Harry vaciló un momento y luego se dejó caer en su sillón. La asamblea continuó en silencio. Steve Josephson alargó el brazo y le dio una cariñosa palmada en la mano.

– Gracias -le dijo con voz entrecortada-. Gracias por haberlo intentado.

Y de pronto estalló la ovación. Empezó por las filas del centro hasta hacerse casi unánime. Todos se pusieron en pie y algunos incluso prorrumpieron en vítores. Otros dieron aprobatorios golpecitos en el respaldo del sillón de delante.

Caspar Sidonis siguió sentado, muy rígido. Su perpetuo bronceado había enrojecido. Los otros miembros de la comisión se rebulleron en sus sillones, visiblemente incómodos.

– Al parecer, esta propuesta hiere muchas sensibilidades -dijo Sidonis en cuanto logró que de nuevo se hiciese el silencio en el auditorio-. Sugiero que aplacemos el debate hasta que la comisión pueda volver a reunirse con la dirección de riesgos y reconsidere la cuestión.

– ¡No! ¡Votemos ahora! -gritó uno.

– ¡Lo que yo propondría es que volvamos a votar todas las propuestas! -clamó otro.

Todos los asistentes empezaron a hablar y discutir al mismo tiempo. Sidonis, perplejo y no demasiado seguro de saber controlar la situación, miró en derredor en busca de apoyo. Lo encontró en el jefe de personal médico, un fornido cirujano ortopeda, ex defensa de cierre que llegó a jugar, en dos ocasiones, con el equipo de rugby de los All-American en Pennsylvania.

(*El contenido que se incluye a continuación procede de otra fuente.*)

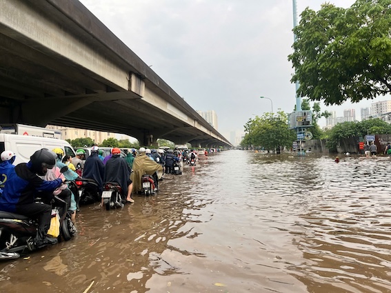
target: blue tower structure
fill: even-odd
[[[297,6],[296,0],[293,1],[293,27],[297,26]],[[297,41],[296,34],[293,34],[293,41]],[[307,131],[307,128],[312,126],[312,112],[310,110],[303,110],[301,108],[301,97],[299,97],[297,90],[299,90],[299,81],[296,81],[296,111],[289,115],[289,123],[290,129],[295,129],[297,133],[297,141],[296,148],[297,154],[299,156],[305,155],[305,141],[312,138],[312,134]]]

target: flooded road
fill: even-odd
[[[0,263],[1,292],[391,292],[391,160],[230,150]]]

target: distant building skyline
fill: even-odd
[[[356,121],[356,110],[354,109],[345,109],[343,110],[343,121],[352,122]]]
[[[216,130],[219,130],[219,123],[217,121],[217,114],[214,110],[207,111],[197,110],[197,112],[203,118],[206,122],[210,124]]]
[[[107,132],[103,131],[89,130],[81,128],[73,128],[65,126],[57,126],[48,125],[46,126],[48,129],[52,129],[54,130],[60,130],[61,132],[61,139],[66,140],[70,139],[73,141],[76,139],[83,139],[90,137],[95,143],[100,144],[107,139],[114,139],[117,134],[113,132]],[[130,138],[130,137],[128,137]]]
[[[391,101],[372,103],[370,106],[371,116],[377,117],[382,114],[391,112]]]
[[[360,112],[361,112],[361,121],[363,120],[368,119],[369,117],[371,116],[370,108],[369,107],[361,108]]]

– ¡Ya está bien! ¡Hagan el favor de tranquilizarse! -bramó el jefe de personal-. Ya está bien. Cálmense. Quiero expresar mi agradecimiento al doctor Sidonis y a su comisión por la gran labor realizada. Parece, sin embargo, que la última propuesta suscita suficiente polémica como para aconsejar reconsiderarla. Ya sé que la cuestión de redistribuir competencias no es fácil. Quisiera agradecerles a los miembros de la comisión su valentía al plantearla, y a los médicos no especialistas su comprensión. Vamos… ¡no sean infantiles! -añadió al oír que dos médicos lo abucheaban-. Le encomendamos al doctor Sidonis y a la comisión una labor y han cumplido con ella. Creo que merecen nuestro aplauso.

Aunque a regañadientes, buena parte del personal médico aplaudió. La asamblea concluyó con unas palabras de elogio por el duro trabajo de la comisión Sidonis, y con el ruego de que reinase la unidad entre el personal.

– Ustedes, los facultativos de medicina general, son todavía el fundamento de nuestro sistema de sanidad -dijo-. No lo olviden.

Aunque Harry aceptó los apretones de manos y las felicitaciones de Doug Atwater, de Steve Josephson y de otros colegas, era consciente de que, si bien había ayudado a que los médicos de familia salvasen la cara, su rango había sufrido un rudo golpe. El clamoroso apoyo a su intervención no lo había impedido.

Se abrió paso entre los asistentes y enfiló hacia la salida situada junto al escenario del auditorio. Iba ya a trasponer la puerta cuando Caspar Sidonis lo abordó. Por un momento, Harry pensó que el ex boxeador fuese a pegarle.

– Disfrute de su pequeño show mientras pueda, Corbett -le dijo Sidonis-. No va a servirle para cambiar nada. Siempre va usted de sabihondo, pero esta vez le ha tocado un hueso duro de roer.

Y, sin decir más, Sidonis dio media vuelta y se alejó.

– ¿Qué? ¿Te ha invitado a tomar el té, Harry? -preguntó Doug Atwater.

– No sé qué le pasa a este individuo conmigo -contestó Harry con una forzada sonrisa-. Hay algo soterrado que no acabo de captar.

– Pues olvídalo -le aconsejó Doug-. Vamos, te invito a una Coca-cola. Eres un tipo formidable, Harry; formidable de verdad.